Among patients with KRAS–mutated tumors, the disease control rates were 20% among those assigned erlotinib alone; 25% among those assigned erlotinib plus MK-2206; 62% among those assigned MK-2206 plus AZD6244; and 44% among those assigned sorafenib.

Among patients with KRAS wild-type tumors, disease control rates were 36% among those assigned erlotinib; 57% among those assigned erlotinib plus MK-2206; 49% among those assigned MK-2206 plus AZD6244; and 47% among those assigned sorafenib.

Researchers reported no difference in PFS or OS between patients with KRAS–mutated and KRAS wild-type tumors.

Among patients with KRAS wild-type tumors, researchers reported no difference in PFS between treatment with erlotinib or without (HR = 0.76; 95% CI, 0.54-1.09). However, these patients experienced improved OS when treated with therapies that contained erlotinib (HR = 0.66; 95% CI, 0.45-0.97).

Patients with KRAS–mutated tumors achieved significantly longer PFS when treated with therapies that did not contain erlotinib (HR = 1.95; 95% CI, 1-3.77). However, there was no difference in OS in this group when comparing regimens that included erlotinib and regimens that did not include erlotinib (HR = 0.26; 95% CI, 0.65-2.46).

“Although the [BATTLE-2] design theoretically provided advantages because clear predictive markers did not exist for any of the treatment arms, activity was modest, yielding no new predictive markers and not warranting further exploration,” Papadimitrakopoulou and colleagues wrote.
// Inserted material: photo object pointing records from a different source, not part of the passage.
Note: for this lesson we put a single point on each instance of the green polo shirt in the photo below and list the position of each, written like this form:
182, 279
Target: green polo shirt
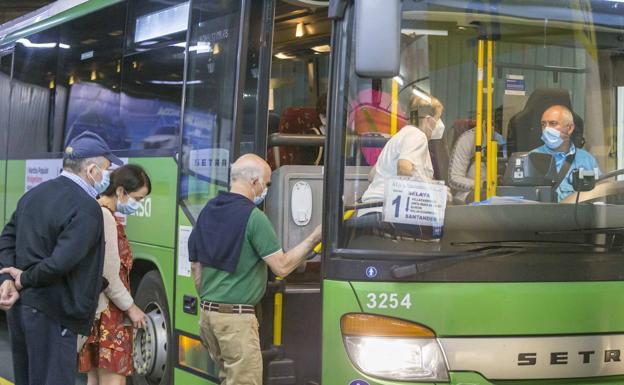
248, 282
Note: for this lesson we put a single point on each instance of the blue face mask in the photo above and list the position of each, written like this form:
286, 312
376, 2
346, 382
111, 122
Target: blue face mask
260, 198
552, 138
129, 207
102, 185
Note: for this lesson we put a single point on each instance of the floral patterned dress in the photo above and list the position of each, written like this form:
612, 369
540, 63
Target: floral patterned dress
110, 344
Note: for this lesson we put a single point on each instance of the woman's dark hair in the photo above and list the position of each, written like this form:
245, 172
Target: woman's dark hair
131, 177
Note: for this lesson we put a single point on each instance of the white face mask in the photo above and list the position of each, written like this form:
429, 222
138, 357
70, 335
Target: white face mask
438, 130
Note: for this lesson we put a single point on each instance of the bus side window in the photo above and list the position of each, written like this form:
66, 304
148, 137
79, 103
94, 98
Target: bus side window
33, 93
89, 76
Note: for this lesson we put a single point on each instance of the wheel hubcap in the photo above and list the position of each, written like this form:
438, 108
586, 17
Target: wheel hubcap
150, 345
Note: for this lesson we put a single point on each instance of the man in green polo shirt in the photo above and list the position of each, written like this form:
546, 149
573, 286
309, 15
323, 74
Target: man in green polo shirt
230, 247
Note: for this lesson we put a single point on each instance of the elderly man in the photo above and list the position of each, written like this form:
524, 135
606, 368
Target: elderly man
557, 128
229, 248
52, 254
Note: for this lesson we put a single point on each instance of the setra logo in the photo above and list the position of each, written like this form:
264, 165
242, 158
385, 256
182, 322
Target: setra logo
565, 358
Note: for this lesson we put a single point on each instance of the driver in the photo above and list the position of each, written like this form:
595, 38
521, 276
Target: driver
557, 128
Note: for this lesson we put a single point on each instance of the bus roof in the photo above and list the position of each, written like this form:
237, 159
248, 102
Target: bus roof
50, 16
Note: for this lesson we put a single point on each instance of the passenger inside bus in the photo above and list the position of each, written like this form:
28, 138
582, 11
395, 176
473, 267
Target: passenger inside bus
462, 166
407, 152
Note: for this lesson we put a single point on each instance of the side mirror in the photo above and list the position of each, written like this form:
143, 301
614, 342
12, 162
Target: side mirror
377, 38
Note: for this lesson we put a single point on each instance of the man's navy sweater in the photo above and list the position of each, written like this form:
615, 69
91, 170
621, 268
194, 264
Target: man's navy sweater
56, 236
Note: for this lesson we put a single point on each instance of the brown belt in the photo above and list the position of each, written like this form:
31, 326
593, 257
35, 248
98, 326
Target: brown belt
227, 308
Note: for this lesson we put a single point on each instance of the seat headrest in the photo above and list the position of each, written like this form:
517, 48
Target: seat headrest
543, 98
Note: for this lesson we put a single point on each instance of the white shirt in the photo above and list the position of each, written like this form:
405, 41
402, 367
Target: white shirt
409, 144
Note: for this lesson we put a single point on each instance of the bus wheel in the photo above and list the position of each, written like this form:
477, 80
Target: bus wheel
151, 344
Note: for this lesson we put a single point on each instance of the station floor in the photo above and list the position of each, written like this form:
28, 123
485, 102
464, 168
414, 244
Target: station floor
6, 362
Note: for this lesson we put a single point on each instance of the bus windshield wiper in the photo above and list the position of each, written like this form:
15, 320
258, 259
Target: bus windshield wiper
531, 243
438, 262
598, 230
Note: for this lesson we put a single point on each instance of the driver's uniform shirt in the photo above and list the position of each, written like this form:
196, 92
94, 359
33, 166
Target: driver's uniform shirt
582, 159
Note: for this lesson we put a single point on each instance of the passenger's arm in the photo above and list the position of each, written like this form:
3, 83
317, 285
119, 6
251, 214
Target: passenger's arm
460, 162
196, 272
283, 263
81, 232
405, 167
371, 174
116, 291
414, 155
7, 248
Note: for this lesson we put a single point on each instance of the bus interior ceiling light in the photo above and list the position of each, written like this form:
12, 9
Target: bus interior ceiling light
322, 48
421, 94
162, 23
430, 32
28, 44
300, 30
284, 56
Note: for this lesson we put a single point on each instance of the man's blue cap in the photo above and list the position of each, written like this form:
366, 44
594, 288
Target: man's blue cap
89, 145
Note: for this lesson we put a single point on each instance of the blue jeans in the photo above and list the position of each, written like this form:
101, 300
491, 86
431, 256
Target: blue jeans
44, 352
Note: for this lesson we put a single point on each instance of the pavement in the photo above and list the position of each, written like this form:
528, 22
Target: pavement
6, 362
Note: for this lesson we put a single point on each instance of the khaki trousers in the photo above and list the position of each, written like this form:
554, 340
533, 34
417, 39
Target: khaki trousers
234, 345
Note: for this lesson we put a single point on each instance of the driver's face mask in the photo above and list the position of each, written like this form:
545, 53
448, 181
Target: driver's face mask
438, 130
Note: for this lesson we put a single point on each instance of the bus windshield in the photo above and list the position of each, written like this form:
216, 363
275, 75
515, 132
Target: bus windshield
432, 167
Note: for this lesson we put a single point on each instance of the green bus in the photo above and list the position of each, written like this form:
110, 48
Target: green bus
504, 282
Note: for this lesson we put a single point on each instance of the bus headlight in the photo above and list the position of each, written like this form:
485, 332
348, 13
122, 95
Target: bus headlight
394, 349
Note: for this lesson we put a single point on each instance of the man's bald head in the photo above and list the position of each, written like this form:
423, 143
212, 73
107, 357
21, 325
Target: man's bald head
250, 169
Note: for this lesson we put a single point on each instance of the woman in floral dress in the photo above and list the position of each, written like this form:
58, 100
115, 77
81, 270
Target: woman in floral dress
107, 353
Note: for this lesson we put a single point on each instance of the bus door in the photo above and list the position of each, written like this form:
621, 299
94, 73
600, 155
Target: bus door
297, 95
6, 66
224, 116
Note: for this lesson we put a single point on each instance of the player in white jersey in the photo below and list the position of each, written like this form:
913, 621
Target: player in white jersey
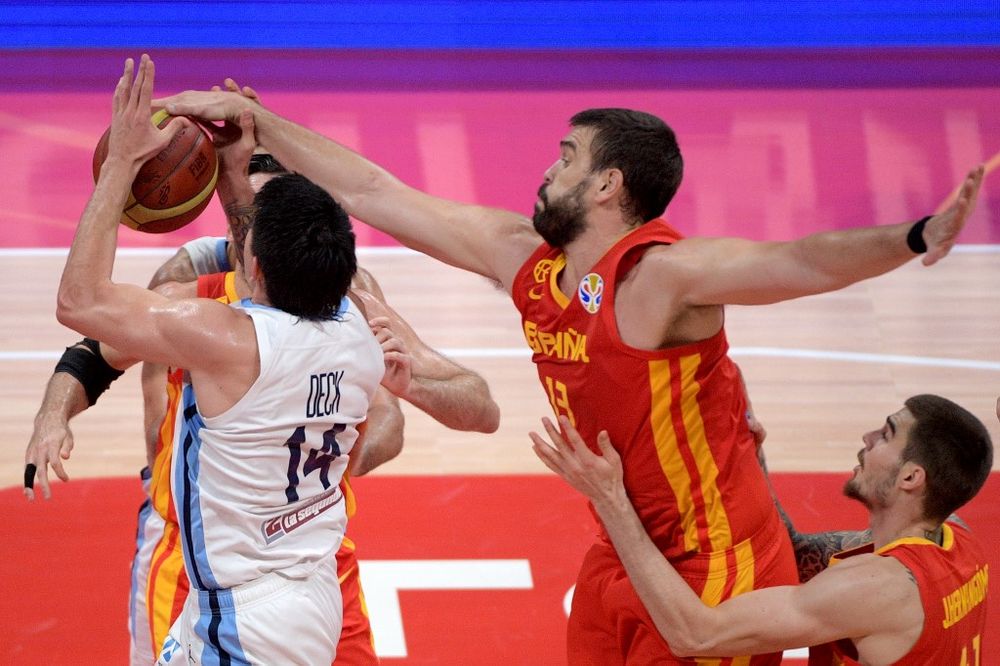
260, 522
278, 514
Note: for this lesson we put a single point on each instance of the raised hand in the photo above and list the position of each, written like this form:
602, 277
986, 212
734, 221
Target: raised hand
941, 231
134, 138
398, 362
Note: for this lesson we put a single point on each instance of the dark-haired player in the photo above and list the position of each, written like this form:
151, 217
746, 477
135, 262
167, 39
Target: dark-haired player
625, 319
914, 596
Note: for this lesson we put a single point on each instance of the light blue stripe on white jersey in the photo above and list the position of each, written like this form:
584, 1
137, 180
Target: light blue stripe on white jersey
187, 494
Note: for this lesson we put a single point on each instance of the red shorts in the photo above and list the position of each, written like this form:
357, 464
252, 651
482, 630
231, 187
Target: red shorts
608, 625
356, 646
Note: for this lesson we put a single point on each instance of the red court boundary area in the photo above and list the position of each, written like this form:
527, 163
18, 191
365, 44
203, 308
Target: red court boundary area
64, 563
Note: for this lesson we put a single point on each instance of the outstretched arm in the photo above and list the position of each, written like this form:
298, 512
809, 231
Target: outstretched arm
766, 620
490, 242
710, 271
383, 438
83, 373
195, 334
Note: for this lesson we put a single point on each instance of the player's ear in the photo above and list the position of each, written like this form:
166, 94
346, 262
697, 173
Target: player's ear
611, 184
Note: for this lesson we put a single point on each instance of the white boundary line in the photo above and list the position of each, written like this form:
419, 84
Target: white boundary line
366, 251
746, 352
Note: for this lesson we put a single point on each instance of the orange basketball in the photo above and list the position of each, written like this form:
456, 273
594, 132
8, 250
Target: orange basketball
173, 187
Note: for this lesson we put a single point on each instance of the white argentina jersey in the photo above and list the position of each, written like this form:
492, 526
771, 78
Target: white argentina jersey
256, 487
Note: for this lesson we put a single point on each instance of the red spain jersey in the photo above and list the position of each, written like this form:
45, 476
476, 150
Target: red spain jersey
953, 579
677, 416
221, 287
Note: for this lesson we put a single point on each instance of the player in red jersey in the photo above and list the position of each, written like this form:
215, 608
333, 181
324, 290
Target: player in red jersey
625, 319
914, 596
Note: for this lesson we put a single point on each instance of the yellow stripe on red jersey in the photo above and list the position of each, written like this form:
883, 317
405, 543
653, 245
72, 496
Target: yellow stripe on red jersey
677, 416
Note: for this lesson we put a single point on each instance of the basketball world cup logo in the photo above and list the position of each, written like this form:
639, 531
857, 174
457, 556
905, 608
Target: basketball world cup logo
591, 292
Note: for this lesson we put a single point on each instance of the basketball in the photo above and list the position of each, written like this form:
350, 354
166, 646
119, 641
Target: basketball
174, 186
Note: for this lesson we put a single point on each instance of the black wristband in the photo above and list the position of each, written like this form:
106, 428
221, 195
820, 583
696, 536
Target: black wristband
915, 237
85, 362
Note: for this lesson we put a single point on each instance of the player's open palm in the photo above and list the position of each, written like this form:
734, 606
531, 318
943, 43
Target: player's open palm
51, 443
599, 477
133, 136
941, 231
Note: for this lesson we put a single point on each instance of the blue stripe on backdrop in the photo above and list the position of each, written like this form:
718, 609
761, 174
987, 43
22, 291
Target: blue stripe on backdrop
511, 24
68, 70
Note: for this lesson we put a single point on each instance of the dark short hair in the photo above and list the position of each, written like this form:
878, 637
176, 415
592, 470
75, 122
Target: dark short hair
304, 244
953, 447
644, 148
264, 163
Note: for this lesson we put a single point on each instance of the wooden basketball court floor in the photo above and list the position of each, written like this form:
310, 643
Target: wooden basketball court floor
821, 370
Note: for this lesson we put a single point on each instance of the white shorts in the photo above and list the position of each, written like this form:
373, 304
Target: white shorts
148, 534
272, 620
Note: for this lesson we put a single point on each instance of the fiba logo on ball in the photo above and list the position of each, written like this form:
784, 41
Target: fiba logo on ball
174, 186
591, 292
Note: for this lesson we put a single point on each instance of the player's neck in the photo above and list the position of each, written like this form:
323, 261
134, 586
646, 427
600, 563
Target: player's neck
892, 524
593, 243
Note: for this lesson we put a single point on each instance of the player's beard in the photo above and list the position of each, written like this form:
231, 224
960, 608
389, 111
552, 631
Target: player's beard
878, 496
561, 221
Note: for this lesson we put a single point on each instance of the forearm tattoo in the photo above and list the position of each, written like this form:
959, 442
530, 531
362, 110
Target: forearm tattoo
813, 551
239, 216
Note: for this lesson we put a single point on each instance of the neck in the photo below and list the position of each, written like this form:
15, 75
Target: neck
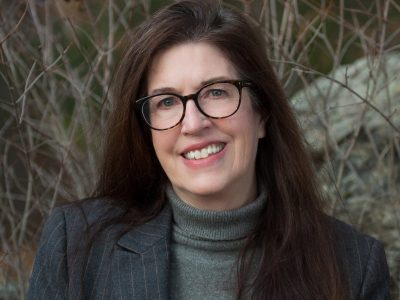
232, 198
Aside from the “relatively unconventional” primary endpoint of an 8-week disease control rate, “BATTLE-2 should be recognized as a valuable contribution to the field, despite it failing to demonstrate encouraging efficacy in any of the treatment arms or patient subsets,” Howard West, MD, of Swedish Cancer Institute in Seattle, wrote in an accompanying editorial. “The authors deserve to be lauded for prospectively testing an array of targeted therapies in previously treated patients that were based on molecular marker findings from repeat biopsies. In the coming years, the true test of whether we deliver on the promise of precision medicine in cancer care will require us to prospectively define clear and clinically meaningful endpoints, and then demonstrate that we can achieve them.” – by Andy Polhamus

 

Disclosure: Papadimitrakopoulou reports consultant or advisory roles with Ariad, AstraZeneca, Biothera, Bristol-Myers Squibb, Clovis Oncology, Eli Lilly, Genentech, Gensignia Life Sciences, Janssen and Merck. Please see the full study for a full list of all other researchers’ relevant financial disclosures. West reports consultant or advisory roles with Ariad, AstraZeneca, Boehringer Ingelheim, Bristol-Myers Squibb, Celgene, Genentech, Guardant Health, Novartis and Trovagene, as well as speakers bureau fees from Ariad, Eli Lilly and Genentech.